Download or read book Hyperbolic Systems of Conservation Laws written by Philippe G. LeFloch and published by Birkhäuser. This book was released on 2012-12-06 with total page 301 pages. Available in PDF, EPUB and Kindle. Book excerpt: This book examines the well-posedness theory for nonlinear hyperbolic systems of conservation laws, recently completed by the author together with his collaborators.
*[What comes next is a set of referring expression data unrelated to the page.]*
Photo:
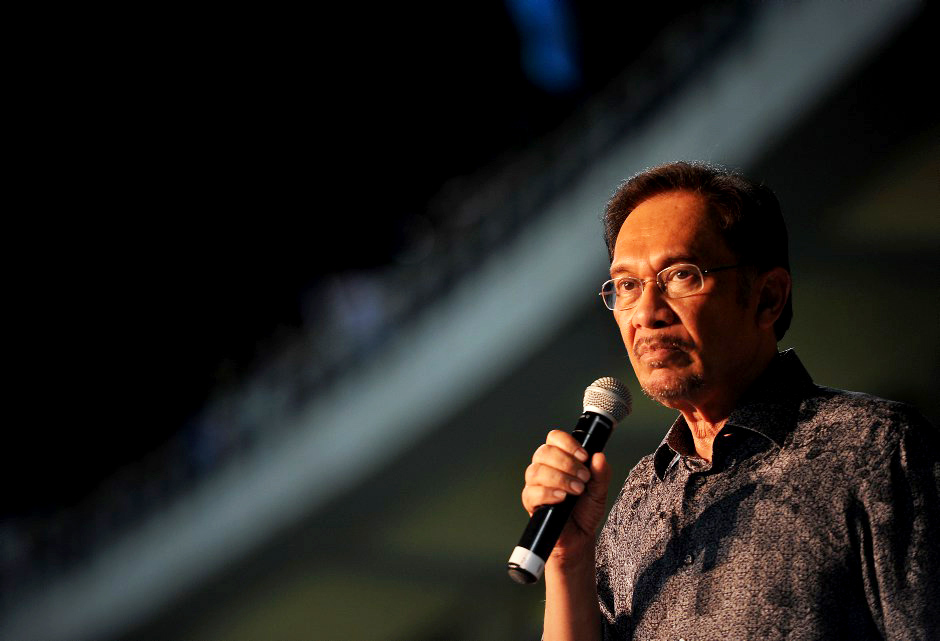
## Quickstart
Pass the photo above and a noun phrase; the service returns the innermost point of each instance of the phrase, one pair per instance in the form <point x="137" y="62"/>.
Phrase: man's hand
<point x="560" y="467"/>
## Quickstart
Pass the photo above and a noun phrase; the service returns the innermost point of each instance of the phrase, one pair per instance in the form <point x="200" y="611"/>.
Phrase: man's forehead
<point x="666" y="229"/>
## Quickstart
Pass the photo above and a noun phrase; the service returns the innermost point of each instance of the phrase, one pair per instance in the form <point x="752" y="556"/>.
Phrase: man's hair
<point x="746" y="214"/>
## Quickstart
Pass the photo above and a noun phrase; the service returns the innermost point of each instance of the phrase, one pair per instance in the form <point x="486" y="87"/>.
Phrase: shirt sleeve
<point x="897" y="529"/>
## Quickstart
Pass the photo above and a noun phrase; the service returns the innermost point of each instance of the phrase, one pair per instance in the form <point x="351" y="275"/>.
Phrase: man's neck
<point x="707" y="415"/>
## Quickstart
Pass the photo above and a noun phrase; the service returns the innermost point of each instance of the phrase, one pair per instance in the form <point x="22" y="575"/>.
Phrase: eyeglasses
<point x="676" y="281"/>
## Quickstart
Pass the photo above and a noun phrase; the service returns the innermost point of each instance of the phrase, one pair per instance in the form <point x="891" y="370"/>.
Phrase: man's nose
<point x="652" y="310"/>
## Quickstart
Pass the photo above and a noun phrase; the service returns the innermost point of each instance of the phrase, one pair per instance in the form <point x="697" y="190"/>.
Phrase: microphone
<point x="606" y="403"/>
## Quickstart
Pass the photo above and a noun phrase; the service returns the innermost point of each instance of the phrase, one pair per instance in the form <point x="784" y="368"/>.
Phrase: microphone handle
<point x="528" y="559"/>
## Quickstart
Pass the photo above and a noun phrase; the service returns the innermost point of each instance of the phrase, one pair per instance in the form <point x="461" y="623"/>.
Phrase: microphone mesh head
<point x="608" y="396"/>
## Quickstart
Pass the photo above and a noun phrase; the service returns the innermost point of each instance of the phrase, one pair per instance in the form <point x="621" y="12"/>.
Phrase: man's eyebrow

It covers the existence, uniqueness, and continuous dependence of classical entropy solutions. It also introduces the reader to the developing theory of nonclassical (undercompressive) entropy solutions. The systems of partial differential equations under consideration arise in many areas of continuum physics.
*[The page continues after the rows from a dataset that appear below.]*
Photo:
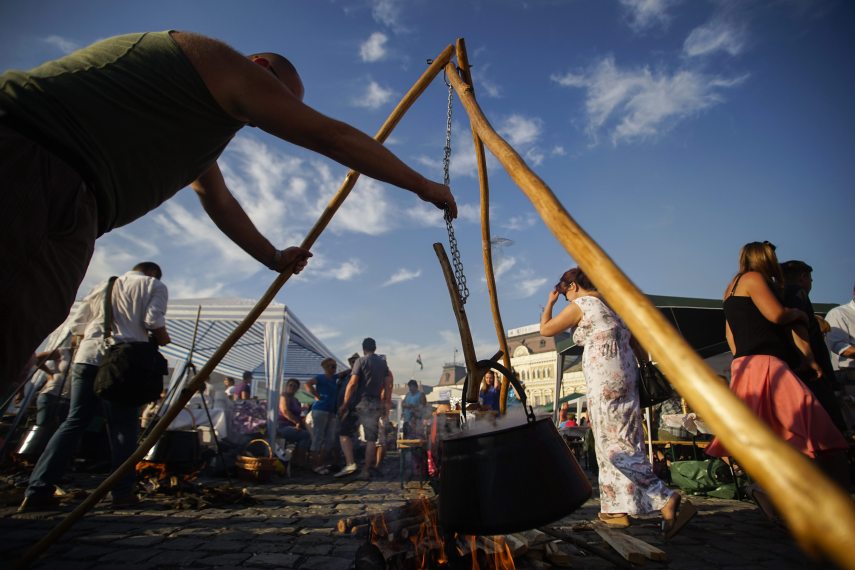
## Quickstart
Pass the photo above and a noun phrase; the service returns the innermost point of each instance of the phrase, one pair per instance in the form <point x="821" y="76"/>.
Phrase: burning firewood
<point x="423" y="507"/>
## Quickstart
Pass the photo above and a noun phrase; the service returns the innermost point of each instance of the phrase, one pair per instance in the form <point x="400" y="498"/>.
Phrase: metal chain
<point x="460" y="278"/>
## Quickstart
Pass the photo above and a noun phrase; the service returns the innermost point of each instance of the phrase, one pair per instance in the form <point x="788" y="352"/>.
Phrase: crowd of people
<point x="66" y="164"/>
<point x="793" y="375"/>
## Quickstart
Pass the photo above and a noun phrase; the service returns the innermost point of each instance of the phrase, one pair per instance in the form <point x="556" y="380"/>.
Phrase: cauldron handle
<point x="512" y="378"/>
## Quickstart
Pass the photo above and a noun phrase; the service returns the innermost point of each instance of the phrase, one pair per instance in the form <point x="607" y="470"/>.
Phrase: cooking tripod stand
<point x="187" y="373"/>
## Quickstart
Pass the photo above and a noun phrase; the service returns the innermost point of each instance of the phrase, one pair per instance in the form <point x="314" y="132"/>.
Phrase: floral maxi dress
<point x="626" y="479"/>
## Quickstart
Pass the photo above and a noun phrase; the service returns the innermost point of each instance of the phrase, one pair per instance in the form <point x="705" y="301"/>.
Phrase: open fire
<point x="410" y="537"/>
Download or read book Well Posedness for General 2 times 2 Systems of Conservation Laws written by Fabio Ancona and published by American Mathematical Soc.. This book was released on 2004 with total page 186 pages. Available in PDF, EPUB and Kindle. Book excerpt: Considers the Cauchy problem for a strictly hyperbolic $2\times 2$ system of conservation laws in one space dimension $u_t+ F(u)]_x=0, u(0, x)=\bar u(x), $ which is neither linearly degenerate nor genuinely non-linea

Download or read book Nonlinear Partial Differential Equations and Related Analysis written by Gui-Qiang Chen and published by American Mathematical Soc.. This book was released on 2005 with total page 336 pages. Available in PDF, EPUB and Kindle. Book excerpt: The Emphasis Year on Nonlinear Partial Differential Equations and Related Analysis at Northwestern University produced this fine collection of original research and survey articles. Many well-known mathematicians attended the events and submitted their contributions for this volume. Eighteen papers comprise this work, representing the most significant advances and current trends in nonlinear PDEs and their applications. Topics covered include elliptic and parabolic equations, NavierStokes equations, and hyperbolic conservation laws. Important applications are presented from incompressible and compressible fluid mechanics, combustion, and electromagnetism. Also included are articles on recent advances in statistical reliability in modeling, simulation, level set methods forimage processing, shock waves, free boundaries, boundary layers, errors in numerical solutions, stability, instability, and singular limits. The volume is suitable for researchers and graduate students interested in partial differential equations.